|Getting to the point is sometimes the hardest part|
500 miles one-way. Two mountain passes to cross. Two round trips in two weeks. One with human co-pilot, one with only dog as co-pilot. Mix in some dreadful night-driving dodging deer and elk. Borderline crazy. Chukar crazy.
My L-town in central Montana is regarded and regurgitated by outdoor media as an upland bird hunting mecca. With sage grouse, sharptail, Huns, pheasants, blue grouse and ruffs all within an hour of town, there is a lot to like. However, the amount of access may not justify the hunting pressure or the notoriety. To prove my point, I have only hunted two half-days locally, spread out amongst 25+ days afield. And the biggest drawback to Fergus County, Montana? There aren’t any chukars.
I first shot wild chukars south of Billings, MT in marginal habitat about 15 years and three setters ago, on my third attempt. I opened my over-under after four birds bagged as I didn’t even know the limit. I assumed it was the same as Hungarians (eight), but wasn’t 100% sure. No regrets as I look back, knowing that a four-bird day is respectable anywhere. I mounted one of those first chukars, the catalyst for my current addiction.
|This bird was close to dropping off the edge of the world|
Fast-forward to 2019 and the challenge and pure sport of chasing these imported birds have not waned. So much of one’s success is determined by 1) your ambition level 2) quality of the dog work. 99.9% of the hunting occurs on public land so the barriers to access have been removed. For those hunters that are looking for adventure, great exercise, tremendous scenery, majestic dog work and tricky shotgunning, chukar hunting offers all of it.

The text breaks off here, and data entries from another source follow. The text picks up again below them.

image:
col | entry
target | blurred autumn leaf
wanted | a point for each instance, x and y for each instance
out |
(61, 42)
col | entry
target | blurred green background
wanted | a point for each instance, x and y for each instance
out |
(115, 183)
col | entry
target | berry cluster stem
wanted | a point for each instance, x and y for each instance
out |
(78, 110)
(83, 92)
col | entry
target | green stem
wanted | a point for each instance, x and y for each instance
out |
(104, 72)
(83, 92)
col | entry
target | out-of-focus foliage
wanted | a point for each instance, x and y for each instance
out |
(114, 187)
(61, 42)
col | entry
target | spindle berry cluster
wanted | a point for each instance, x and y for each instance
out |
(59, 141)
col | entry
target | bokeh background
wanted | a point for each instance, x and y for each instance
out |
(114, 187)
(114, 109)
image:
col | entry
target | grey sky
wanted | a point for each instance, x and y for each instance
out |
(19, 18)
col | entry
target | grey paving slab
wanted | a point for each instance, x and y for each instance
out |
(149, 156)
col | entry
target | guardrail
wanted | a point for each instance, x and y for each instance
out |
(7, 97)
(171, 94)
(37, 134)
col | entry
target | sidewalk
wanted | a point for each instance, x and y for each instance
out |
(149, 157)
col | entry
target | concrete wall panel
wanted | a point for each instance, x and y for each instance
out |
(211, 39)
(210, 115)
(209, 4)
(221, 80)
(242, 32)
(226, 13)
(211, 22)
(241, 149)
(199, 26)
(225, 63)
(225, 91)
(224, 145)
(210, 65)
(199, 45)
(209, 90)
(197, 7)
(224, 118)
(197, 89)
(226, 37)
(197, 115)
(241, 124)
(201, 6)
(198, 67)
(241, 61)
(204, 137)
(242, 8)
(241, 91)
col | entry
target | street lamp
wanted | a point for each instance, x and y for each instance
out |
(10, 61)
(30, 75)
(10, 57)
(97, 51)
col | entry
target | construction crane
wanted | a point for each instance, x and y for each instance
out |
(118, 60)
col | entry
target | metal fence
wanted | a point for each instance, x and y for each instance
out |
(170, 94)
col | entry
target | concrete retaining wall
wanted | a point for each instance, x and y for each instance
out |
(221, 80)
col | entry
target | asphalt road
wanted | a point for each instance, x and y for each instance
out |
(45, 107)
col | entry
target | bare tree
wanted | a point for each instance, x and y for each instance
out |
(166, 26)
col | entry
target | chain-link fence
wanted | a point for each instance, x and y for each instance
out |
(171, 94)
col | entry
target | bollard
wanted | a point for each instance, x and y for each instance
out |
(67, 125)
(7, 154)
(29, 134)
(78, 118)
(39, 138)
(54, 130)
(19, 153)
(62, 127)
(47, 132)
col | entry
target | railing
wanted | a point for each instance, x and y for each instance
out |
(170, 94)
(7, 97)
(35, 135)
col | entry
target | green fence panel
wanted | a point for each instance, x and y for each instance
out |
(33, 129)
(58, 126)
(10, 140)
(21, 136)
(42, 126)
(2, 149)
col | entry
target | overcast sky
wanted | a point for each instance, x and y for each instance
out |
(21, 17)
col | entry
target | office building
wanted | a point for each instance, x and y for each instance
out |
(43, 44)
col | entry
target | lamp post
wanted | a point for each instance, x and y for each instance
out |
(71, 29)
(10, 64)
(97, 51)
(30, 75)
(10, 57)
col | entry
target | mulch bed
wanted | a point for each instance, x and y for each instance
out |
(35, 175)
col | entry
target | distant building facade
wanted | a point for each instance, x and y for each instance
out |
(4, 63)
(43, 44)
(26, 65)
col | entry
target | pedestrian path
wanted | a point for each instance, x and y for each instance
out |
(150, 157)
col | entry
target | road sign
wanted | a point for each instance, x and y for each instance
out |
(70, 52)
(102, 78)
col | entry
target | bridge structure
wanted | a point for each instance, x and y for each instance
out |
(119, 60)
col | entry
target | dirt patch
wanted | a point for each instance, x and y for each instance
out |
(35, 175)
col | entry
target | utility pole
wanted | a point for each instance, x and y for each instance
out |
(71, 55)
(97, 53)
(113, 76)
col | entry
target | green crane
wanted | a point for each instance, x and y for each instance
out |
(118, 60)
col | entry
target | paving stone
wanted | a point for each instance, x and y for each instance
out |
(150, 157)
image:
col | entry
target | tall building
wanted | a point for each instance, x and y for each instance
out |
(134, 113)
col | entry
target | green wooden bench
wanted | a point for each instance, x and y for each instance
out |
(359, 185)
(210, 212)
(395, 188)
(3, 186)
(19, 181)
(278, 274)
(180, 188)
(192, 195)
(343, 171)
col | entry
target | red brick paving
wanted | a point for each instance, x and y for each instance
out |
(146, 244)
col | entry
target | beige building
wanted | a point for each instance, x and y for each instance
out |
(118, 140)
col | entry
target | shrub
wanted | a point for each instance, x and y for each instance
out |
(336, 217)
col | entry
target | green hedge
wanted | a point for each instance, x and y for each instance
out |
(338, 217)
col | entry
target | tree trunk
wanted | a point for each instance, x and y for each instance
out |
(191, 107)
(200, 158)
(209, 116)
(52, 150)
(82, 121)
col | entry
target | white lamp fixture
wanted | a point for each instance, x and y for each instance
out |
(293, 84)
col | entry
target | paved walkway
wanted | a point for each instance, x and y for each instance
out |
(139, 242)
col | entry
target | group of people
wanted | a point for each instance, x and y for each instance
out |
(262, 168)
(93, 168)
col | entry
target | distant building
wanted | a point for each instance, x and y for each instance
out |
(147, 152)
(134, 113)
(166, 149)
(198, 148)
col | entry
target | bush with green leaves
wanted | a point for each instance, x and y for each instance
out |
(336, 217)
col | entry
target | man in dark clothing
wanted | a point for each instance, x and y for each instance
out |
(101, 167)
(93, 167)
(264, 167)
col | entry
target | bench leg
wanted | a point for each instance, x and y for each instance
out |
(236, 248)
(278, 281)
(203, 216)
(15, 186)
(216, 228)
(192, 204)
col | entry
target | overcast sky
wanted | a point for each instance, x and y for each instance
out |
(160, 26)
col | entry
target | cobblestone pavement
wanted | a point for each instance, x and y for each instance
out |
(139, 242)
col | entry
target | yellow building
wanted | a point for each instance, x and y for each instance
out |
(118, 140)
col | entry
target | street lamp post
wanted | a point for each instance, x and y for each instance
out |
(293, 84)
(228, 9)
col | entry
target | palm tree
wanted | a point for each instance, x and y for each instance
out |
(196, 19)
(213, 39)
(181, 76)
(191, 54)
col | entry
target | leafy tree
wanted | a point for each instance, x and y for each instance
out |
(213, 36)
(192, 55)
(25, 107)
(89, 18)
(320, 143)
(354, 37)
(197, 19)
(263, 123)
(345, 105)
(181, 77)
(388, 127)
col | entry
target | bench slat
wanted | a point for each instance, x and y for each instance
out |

Imagine your heart-pounding as you shift down into uphill gear, alternating your view from the ground to the dog to the ground and back to the dog. She looks birdy, hunting deliberately toward a rock outcropping near the top of the ridge. You question if you can pause a second to catch your breath, but you think better of it, wanting to stay with the dog as she approaches the crest. She does her part, locking up on strong scent, giving you time to try and find solid footing. Just as your eyesight clears the horizon, the covey rise explodes, giving you milliseconds to pick out a single target, two if you are fortunate. In good chukar country, this excitement is repeated throughout the day. Over the course of several hours, you will have taken a number of shots that didn’t connect, a few that do. You will have fallen a few times, hopefully with only minor damage to both your gun and you. Your evening is spent reliving the dog’s greatest hits, eating as many calories as you care to enjoy, hoping you can muster the energy to climb the hills again tomorrow. Somehow you always find that reserve tank to return. Even when those hills are 500 miles from home.